CSF characteristics are summarized in Table 1. Because the distributions of the data were significantly skewed, both mean and median data are presented. Positive cultures for enterovirus from the CSF were obtained from 11 patients; 35 additional patients had viral cultures performed that were negative and the remaining 92 cases did not have viral cultures performed. The rapid recovery of patients with aseptic disease suggests that other serious causes of meningitis such as tuberculosis, rickettsial, or fungal infections were unlikely. There was no statistically significant difference in the CSF characteristics between the 11 patients with proven enteroviral meningitis and the 127 patients with a presumed viral cause. The number of cases per year ranged from 10 to 36, but the proportion of patients with a PMN predominance was not statistically different between the different years.

Streptococcus pneumoniae was isolated from the CSF of 11 patients and Haemophilus influenzae was isolated from the CSF of 6 children. Three children had a positive blood culture and a pleocytosis in the CSF even though the cultures of the CSF were sterile. In each of these children, antibiotics had been administered before the lumbar puncture was performed.

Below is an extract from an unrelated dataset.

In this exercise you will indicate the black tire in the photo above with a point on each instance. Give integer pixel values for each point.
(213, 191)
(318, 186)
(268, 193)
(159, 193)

Two of these cases yielded S pneumoniae and 1 grew Escherichia coli.

Table 2 shows the percentage of cases of both aseptic and bacterial meningitis that had a predominance of PMNs. These data were used to assess the ability of PMN predominance alone to discriminate between the 2 types of meningitis. The sensitivity of a PMN predominance to identify patients with aseptic meningitis is 57% whereas the specificity is 10%. The sensitivity of a PMN predominance to identify patients with bacterial meningitis is 90% with a specificity of 43%. The positive predictive value (PPV) of a predominance of PMNs for aseptic meningitis is 81% and the negative predictive value is 3%. For bacterial meningitis, the PPV of a PMN predominance is 19% and the negative predictive value is 97%.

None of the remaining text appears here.